Change Ringing
Ein Londonjournal
Andreas Nentwich
Ein halbes Jahr London! Wie ein Schüler oder Student darf er in die Stadt, die ihm seit jeher Sehnsuchtsort ist. Vom Eastend aus zieht es ihn an die Themse, in die Parks, nach St Paul’s zum Evensong. – London sehen, London hören, Mensch im Freien sein. Er sucht nichts und findet. Jeden Tag. Bald hat er eigene Wege, eigene Orte und mit Jogging im Victoria Park, Cheesecake bei Rinkoff und dem Twentyfive nach Ilford sogar so etwas wie ein ambulantes Zuhause. Allenthalben Demos. »Wenn Burkafrauen zum Straßenbild gehören, gehören sie zum Straßenbild«, notiert er. Alltag heißt für ihn, den Zaungast, Ereignis, heißt, sich der Bauweise der Kathedralen hinzugeben, in der Tate Modern das Licht von Turner, die Wolken von Constable zu sehen. Alles zählt.
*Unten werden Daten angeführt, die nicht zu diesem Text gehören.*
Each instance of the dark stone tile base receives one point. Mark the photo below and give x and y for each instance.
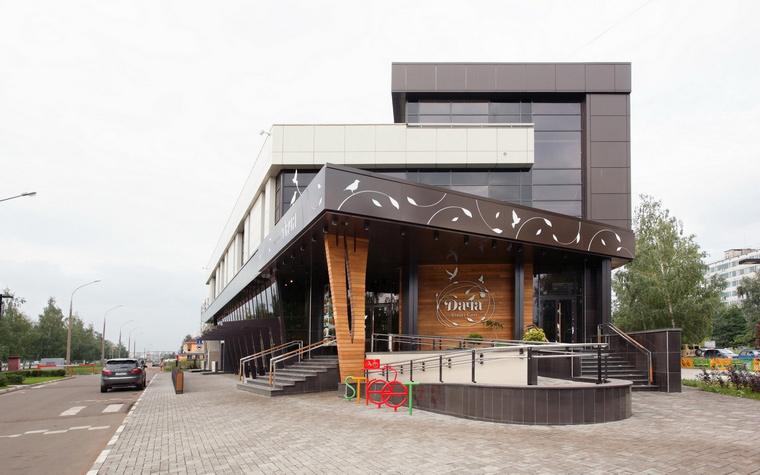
(532, 405)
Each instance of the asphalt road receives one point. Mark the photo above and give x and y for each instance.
(60, 427)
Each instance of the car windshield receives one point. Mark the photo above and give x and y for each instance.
(121, 364)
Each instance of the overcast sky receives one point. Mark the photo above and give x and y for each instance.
(137, 122)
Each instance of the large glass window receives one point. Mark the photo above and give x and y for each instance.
(557, 181)
(256, 301)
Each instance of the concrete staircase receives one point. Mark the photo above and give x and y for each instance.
(617, 368)
(319, 373)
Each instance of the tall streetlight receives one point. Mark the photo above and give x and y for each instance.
(134, 346)
(122, 326)
(103, 337)
(129, 340)
(71, 307)
(28, 193)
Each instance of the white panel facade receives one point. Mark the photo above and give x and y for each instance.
(361, 146)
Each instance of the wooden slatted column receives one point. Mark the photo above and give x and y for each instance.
(348, 257)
Andreas Nentwichs Journal Change Ringing ist ein Wechselspiel zwischen Brexit und Gothic Revival, zwischen der Metropole und einem inneren Koordinatensystem, zwischen Lichttagen, Grüntagen und solchen ohne Kompass. Immer ist Veränderung, und immer ist Vergänglichkeit. Das Altern sitzt im Nacken. Aber da ist der große Versuch, Wirklichkeit in der eigenen Sprache sichtbar und fühlbar werden zu lassen.